Dans une démarche responsable, notre groupe a choisi d’appuyer la démarche du rapporteur par ses votes lors de l’examen du texte en séance publique, car nous n’avons pas réussi à vous convaincre, madame la ministre, de retirer ce projet de loi constitutionnelle, ce que de nombreux spécialistes du sujet préconisent pourtant.

Vous avez réussi l’exploit de ne satisfaire personne. Les indépendantistes dénoncent un passage en force et réclament une mission de médiation conduite par une personnalité garantissant l’impartialité de l’État, quand Mme Backès sombre dans une attitude de plus en plus rebelle, considérant que le gouvernement de Nouvelle-Calédonie n’est pas légitime et menaçant d’appel à l’émeute ceux qui ne voteraient pas comme elle l’entend. Est-ce également la position de votre majorité et du Gouvernement auquel vous appartenez, madame la ministre ?

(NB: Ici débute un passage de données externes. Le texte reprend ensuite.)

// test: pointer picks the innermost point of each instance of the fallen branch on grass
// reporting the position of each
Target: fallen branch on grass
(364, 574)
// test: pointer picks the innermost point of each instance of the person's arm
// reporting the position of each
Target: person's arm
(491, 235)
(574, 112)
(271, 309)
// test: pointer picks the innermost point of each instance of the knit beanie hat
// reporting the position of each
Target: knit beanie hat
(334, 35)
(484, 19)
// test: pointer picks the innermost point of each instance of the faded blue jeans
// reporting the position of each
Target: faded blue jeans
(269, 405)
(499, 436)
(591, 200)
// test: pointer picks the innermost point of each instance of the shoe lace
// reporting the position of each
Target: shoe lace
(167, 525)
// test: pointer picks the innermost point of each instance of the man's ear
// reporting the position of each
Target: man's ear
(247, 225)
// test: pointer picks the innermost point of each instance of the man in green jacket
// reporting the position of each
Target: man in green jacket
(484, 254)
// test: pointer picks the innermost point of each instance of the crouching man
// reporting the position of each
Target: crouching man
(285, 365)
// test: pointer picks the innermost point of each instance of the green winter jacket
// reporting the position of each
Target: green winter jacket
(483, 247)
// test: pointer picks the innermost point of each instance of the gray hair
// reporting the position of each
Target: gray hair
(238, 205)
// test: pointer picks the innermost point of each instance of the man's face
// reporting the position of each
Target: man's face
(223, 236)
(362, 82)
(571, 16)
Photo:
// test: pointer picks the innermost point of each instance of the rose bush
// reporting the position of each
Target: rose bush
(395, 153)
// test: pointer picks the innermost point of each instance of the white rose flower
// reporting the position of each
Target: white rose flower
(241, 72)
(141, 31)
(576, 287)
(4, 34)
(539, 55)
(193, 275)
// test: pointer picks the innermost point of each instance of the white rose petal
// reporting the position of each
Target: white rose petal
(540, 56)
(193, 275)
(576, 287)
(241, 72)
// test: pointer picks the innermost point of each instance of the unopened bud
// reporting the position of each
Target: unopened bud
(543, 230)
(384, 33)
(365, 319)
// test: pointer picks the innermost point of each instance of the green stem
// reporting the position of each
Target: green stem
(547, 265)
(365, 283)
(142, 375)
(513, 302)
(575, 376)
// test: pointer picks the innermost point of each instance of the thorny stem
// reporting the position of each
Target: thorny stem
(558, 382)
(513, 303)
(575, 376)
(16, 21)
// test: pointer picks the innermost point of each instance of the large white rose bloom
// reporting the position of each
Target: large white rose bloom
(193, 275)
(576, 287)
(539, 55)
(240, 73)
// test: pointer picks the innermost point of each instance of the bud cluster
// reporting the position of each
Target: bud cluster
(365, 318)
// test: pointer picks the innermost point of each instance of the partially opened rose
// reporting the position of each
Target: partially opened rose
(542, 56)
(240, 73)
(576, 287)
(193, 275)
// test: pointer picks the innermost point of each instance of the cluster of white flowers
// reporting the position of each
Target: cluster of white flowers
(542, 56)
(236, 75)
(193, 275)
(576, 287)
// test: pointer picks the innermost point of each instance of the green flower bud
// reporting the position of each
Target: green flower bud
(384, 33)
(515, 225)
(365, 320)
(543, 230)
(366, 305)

Le Gouvernement semble penser que les partenaires politiques calédoniens ont besoin d’être bousculés pour avancer, comme s’ils ne savaient pas à quelles contraintes institutionnelles ils font face, comme s’ils ne comprenaient pas les enjeux du texte pour leurs conditions de vie et pour l’avenir de leurs enfants sur leur propre territoire.

Oui, les discussions ont été saccadées, mais n’oublions pas que leur suspension pendant un an et demi a résulté d’un troisième référendum mené à marche forcée. Elles avaient repris en septembre 2023 de façon officieuse, quand le dépôt de ce projet de loi constitutionnelle, imposé sans discussion, a ravivé les tensions politiques, et ce dans un contexte économique et social qui se dégrade chaque jour.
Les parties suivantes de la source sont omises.